I'm having a similar issue using my navigation. I just bought a used 2010 maxima sv with the built in navi. First issue is that it won't even find my home city. It says, "Sorry, no data can be found for Coconut Creek, FL". Where did you hear about the $260 maps upgrade? Then when I try to find places, half the time the fields are grey'd out so I can't even select anything. Is this because I'm doing this while I'm driving? I never heard of that safety feature. I'm calling up the dealership today to schedule a maintenance check but if they charge me to fix my navigation or upgrade it, I'm gonna be really pissed.


----------



## sdhawk (May 21, 2011)

The dealer service man told me the upgrade was $100.00 and I had to call Nissan myself to get it and then at the dealer service dept. they would charge $160.00 to upgrade the navigation. Pretty crummy. And yes when selections are grayed out it is because you are driving. What's bad is the passenger can't use them either. It makes it more dangerous when looking for a restaurant or something cause you have to search every couple of miles. If you're stopped it will show a long list. This will be my last built in navigation. Even the cheap portable GPS unit are giving free lifetime maps. I wrote Nissan about it and they weren't too concerned about it. I'm telling everyone I can not to buy built in navigation. Two of my friends just bought Maximas and avoided the ones with navigation in them. One thing. My navigation had a recall on it and they did upgrade it free then. But when I decide to do it it will cost me.


----------



## OKMD (Jun 13, 2011)

*Don't buy the navigation or the upgrade!*

I would agree. Don't buy the on board navigation and if you did, don't buy the upgrade package. I bought the upgrade through an email from Nissan for my wife's 2009 Murano LE. I thought it would be worth it after 2 years. It said there "might be some labor charges involved". 

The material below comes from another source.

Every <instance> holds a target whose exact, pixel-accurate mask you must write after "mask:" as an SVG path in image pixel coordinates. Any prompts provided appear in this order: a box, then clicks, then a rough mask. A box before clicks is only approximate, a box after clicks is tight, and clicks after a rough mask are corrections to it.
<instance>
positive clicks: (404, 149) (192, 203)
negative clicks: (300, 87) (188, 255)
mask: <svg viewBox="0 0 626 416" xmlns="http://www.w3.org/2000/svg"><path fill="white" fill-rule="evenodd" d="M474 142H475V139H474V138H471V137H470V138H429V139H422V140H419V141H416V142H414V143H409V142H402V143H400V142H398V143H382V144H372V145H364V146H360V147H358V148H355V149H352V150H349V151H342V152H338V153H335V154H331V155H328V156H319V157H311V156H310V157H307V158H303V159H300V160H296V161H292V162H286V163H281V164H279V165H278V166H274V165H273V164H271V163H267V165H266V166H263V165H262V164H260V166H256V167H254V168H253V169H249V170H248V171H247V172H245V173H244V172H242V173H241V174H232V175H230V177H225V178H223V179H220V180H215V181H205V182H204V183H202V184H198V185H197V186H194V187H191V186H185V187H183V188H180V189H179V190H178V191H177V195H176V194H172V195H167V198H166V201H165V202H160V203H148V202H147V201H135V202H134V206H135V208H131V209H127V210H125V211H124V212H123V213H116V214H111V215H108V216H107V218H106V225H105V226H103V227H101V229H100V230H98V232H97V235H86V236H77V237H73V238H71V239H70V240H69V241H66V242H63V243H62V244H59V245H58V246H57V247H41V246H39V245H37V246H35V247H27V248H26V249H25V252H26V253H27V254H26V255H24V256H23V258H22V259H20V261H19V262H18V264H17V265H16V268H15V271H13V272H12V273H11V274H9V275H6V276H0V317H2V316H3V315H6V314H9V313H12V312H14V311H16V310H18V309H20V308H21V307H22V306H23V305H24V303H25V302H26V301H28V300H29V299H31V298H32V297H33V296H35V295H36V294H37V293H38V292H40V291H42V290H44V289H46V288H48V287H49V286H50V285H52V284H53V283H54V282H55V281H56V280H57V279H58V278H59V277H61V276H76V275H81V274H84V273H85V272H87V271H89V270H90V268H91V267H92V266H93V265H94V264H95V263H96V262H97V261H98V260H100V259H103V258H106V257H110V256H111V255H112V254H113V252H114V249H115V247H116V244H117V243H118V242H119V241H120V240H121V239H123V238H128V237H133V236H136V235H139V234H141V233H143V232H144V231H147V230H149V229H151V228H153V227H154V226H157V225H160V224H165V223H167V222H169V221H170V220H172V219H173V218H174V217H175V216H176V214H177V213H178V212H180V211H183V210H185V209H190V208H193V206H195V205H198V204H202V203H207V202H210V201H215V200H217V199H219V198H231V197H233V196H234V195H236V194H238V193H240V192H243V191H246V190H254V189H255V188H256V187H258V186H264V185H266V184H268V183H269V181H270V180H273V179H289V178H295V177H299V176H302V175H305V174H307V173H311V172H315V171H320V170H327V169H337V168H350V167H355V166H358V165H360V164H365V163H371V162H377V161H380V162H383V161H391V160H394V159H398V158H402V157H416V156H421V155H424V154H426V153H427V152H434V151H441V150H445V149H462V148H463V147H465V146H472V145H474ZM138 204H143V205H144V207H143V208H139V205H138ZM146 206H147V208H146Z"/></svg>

What it didn't say was that none of my local dealers even knew how to perform the upgrade. So I made an appointment with a dealer 100 miles away. When I got there he admitted that it should only take 30 minutes, but that sometimes they had problems with the interface and it could take between 2 and 4 hours- at $90/hour! So they were going to charge me for their own computer problems. The implication was that some guy sits with my car the entire 4 hours, when in reality you know that he starts a download, goes off to some other job, comes back and checks on it, etc. They were surprised when I declined to pay an additional $360.

I called Nissan's Navteq number and they said they couldn't refund my money because I'd been issued an activation code. They referred me Nissan Consumer Affairs, who said they couldn't help me and tried to give me the Navteq number again.

I recommend just avoiding it altogether. It's a scam.

OKMD


----------



## sdhawk (May 21, 2011)

*Navigaton*

Thanks for replying OKMD. Nissan needs to get their act together on this or people will finally get the word to not buy this thing. I'm not sure now if my next car will even be a Nissan due to this. I've already convinced 2 people not to buy the navigation. If Nissan really cared about this they would give their customers free map updates.


----------



## erik_4x4247 (Sep 3, 2011)

Just fyi I have satelite radio in my 2010 Maxima 3.5 and it automatically updates the map to the most current addresses for me. There should be no need for you to pay for an updated map ever for your Maxima. It was one of the selling points for me when I bought it. I had a Honda Accord and every other year I had to buy the DVD 200 bucks to update the addresses and it drove me crazy. As far as the Navigation issues with the limited options while you are driving. I took my car to a nice stereo shop and they installed a by pass switch that allows me to watch DVD's while I am driving and access full navigation features. It cost me 120 bucks for their time and it was well worth it.


----------



## sdhawk (May 21, 2011)

erik, Thanks for the reply. I have XM satellite in mine so I will have to check on that. I also will check and see if I can find someone that knows about the bypass switch. I found one website that sells them but they did not have one for my car.


----------